Objectives: This study aimed to assess this angle in pediatric patients with abnormal aortic valves and/or LVOT obstruction and evaluate its association with SAM development.
Methodology: A prospective cohort observational study was conducted in the pediatric cardiology department at PSCC-Qassim from September 2022 to June 2023. Echocardiographic assessments were performed on pediatric patients (neonates to 14 years) with bicuspid aortic valve (BAV), with or without SAM. Patients with ventricular septal defect (VSD), atrioventricular septal defect (AVSD), or single ventricle pathology were excluded. The Aortoseptal angle was measured in the long-axis parasternal view.

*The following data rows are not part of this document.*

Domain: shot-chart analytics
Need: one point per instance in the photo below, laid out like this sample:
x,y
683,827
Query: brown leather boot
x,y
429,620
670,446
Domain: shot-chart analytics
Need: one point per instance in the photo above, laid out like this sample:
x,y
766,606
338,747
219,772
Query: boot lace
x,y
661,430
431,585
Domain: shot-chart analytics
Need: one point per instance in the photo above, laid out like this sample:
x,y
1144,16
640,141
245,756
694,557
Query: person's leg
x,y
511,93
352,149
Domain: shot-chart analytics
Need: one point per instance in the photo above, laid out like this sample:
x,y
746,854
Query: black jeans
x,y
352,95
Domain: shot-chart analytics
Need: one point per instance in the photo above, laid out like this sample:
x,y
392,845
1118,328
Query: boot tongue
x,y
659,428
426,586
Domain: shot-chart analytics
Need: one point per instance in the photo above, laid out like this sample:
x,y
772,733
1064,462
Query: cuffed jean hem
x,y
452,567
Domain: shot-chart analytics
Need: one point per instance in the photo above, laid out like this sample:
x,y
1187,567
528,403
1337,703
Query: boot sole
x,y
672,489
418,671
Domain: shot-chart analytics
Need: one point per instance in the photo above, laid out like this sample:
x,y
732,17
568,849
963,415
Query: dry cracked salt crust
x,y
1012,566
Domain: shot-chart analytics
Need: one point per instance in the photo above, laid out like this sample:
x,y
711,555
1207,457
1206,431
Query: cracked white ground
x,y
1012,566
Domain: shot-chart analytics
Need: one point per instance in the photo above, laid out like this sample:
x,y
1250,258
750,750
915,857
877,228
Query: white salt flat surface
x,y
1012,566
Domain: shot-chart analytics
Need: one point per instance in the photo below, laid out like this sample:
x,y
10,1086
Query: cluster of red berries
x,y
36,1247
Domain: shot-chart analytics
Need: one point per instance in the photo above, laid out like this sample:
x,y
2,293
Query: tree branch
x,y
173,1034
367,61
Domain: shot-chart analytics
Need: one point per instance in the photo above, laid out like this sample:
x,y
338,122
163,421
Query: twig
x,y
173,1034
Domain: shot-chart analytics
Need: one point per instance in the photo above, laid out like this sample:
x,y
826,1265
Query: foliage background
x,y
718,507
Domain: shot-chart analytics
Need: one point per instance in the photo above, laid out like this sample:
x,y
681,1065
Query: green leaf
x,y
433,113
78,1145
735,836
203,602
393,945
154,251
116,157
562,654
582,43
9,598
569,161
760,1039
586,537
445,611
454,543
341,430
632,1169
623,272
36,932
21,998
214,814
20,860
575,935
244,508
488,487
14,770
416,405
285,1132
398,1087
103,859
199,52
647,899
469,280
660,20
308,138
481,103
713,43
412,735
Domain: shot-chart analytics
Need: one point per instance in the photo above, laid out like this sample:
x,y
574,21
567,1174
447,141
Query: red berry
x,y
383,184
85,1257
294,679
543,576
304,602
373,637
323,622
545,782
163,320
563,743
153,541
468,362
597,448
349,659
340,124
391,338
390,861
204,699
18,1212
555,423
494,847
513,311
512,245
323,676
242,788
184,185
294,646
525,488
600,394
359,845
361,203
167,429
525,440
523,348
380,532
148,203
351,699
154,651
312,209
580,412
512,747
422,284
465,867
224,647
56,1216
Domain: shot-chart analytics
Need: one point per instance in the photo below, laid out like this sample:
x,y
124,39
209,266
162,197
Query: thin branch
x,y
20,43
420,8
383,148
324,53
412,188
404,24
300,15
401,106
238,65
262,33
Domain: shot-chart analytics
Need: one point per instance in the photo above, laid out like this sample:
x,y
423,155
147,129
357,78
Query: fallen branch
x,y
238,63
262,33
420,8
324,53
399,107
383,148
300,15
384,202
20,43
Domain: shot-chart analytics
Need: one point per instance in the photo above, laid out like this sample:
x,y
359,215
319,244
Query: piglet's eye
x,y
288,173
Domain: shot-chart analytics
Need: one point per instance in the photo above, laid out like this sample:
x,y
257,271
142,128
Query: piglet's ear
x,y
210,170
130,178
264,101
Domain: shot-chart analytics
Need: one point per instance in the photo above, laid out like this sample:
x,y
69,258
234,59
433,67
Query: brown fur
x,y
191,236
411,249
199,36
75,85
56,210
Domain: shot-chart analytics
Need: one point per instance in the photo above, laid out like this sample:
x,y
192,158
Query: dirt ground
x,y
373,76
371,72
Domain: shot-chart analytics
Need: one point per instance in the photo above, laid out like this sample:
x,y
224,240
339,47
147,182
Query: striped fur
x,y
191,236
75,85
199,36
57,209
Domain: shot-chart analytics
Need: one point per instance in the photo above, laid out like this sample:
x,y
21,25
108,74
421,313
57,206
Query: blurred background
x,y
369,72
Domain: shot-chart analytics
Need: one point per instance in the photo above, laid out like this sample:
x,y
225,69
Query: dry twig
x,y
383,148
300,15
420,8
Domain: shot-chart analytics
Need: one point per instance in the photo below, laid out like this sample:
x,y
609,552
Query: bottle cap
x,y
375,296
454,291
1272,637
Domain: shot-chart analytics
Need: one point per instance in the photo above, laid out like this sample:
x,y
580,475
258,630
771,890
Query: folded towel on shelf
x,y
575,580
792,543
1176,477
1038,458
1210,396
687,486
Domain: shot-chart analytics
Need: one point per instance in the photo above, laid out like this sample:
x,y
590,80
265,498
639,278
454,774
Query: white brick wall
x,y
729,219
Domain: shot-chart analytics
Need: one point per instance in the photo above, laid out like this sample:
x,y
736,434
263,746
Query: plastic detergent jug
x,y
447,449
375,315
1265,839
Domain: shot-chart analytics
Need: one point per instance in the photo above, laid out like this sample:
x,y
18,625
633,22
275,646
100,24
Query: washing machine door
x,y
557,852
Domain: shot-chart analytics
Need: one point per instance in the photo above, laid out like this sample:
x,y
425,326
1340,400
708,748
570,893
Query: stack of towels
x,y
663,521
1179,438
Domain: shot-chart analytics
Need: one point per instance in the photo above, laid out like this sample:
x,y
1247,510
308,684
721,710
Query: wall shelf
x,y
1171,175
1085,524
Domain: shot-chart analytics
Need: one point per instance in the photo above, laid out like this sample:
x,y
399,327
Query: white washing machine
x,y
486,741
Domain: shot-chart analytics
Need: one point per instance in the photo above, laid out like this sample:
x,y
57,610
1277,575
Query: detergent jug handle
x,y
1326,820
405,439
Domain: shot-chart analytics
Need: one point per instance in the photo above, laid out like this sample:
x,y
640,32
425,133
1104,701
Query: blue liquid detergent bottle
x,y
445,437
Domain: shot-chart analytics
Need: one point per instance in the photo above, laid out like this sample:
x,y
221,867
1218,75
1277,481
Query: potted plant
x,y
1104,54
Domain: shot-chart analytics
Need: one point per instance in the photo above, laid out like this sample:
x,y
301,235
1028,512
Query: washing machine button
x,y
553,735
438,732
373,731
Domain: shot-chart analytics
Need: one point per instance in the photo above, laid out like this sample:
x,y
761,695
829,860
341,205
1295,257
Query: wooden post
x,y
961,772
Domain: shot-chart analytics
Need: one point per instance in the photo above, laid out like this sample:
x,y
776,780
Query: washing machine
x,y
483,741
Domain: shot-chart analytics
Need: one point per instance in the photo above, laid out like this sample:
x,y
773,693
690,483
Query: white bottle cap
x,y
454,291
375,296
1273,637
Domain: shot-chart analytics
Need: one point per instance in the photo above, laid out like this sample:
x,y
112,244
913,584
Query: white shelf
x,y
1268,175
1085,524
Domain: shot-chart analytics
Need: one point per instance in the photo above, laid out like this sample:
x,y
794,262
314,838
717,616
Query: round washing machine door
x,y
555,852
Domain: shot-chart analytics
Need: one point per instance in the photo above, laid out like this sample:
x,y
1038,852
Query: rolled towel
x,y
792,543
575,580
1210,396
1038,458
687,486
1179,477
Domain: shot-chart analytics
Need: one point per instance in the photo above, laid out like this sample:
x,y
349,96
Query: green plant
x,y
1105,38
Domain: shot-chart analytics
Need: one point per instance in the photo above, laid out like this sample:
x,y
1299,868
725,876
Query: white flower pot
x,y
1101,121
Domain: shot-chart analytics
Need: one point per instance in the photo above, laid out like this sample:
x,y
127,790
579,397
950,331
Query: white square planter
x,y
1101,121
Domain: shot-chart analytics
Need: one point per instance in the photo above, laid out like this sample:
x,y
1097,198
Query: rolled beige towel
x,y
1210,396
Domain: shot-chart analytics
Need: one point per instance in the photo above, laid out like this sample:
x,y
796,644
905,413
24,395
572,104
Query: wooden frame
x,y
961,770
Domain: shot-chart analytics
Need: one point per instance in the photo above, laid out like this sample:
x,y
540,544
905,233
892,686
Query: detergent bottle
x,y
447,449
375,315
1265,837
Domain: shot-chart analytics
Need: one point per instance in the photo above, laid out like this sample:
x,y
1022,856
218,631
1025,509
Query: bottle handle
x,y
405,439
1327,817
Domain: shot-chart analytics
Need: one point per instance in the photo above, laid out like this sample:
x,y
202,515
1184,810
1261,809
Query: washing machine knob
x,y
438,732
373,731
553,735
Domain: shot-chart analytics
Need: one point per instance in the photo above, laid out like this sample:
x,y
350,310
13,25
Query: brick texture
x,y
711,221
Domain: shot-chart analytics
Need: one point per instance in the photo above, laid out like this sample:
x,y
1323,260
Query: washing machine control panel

Result: Among 319 cases, 153 served as controls with normal cardiac anatomy. The remaining 194 cases included 104 (53 %) with isolated BAV, 51 (26 %) with isolated SAM, and 11 (6 %) with BAV and SAM. The male-to-female ratio was 2.2:1. SAM was observed in 64 (33 %) cases, and significant aortic stenosis in 13 (6.7 %). Cardiac surgery was performed in SAM resection (4.1 %). The Aortoseptal angle ranged from 110° to 135° across groups, with no statistically significant differences between patients with SAM and controls. However, ROC analysis indicated that an angle <116° predicted SAM presence with 97 % sensitivity and 87 % specificity.
Conclusion: While a more acute Aortoseptal angle was common in SAM patients, no statistically significant differences were found. An angle <115° may warrant close monitoring for SAM development.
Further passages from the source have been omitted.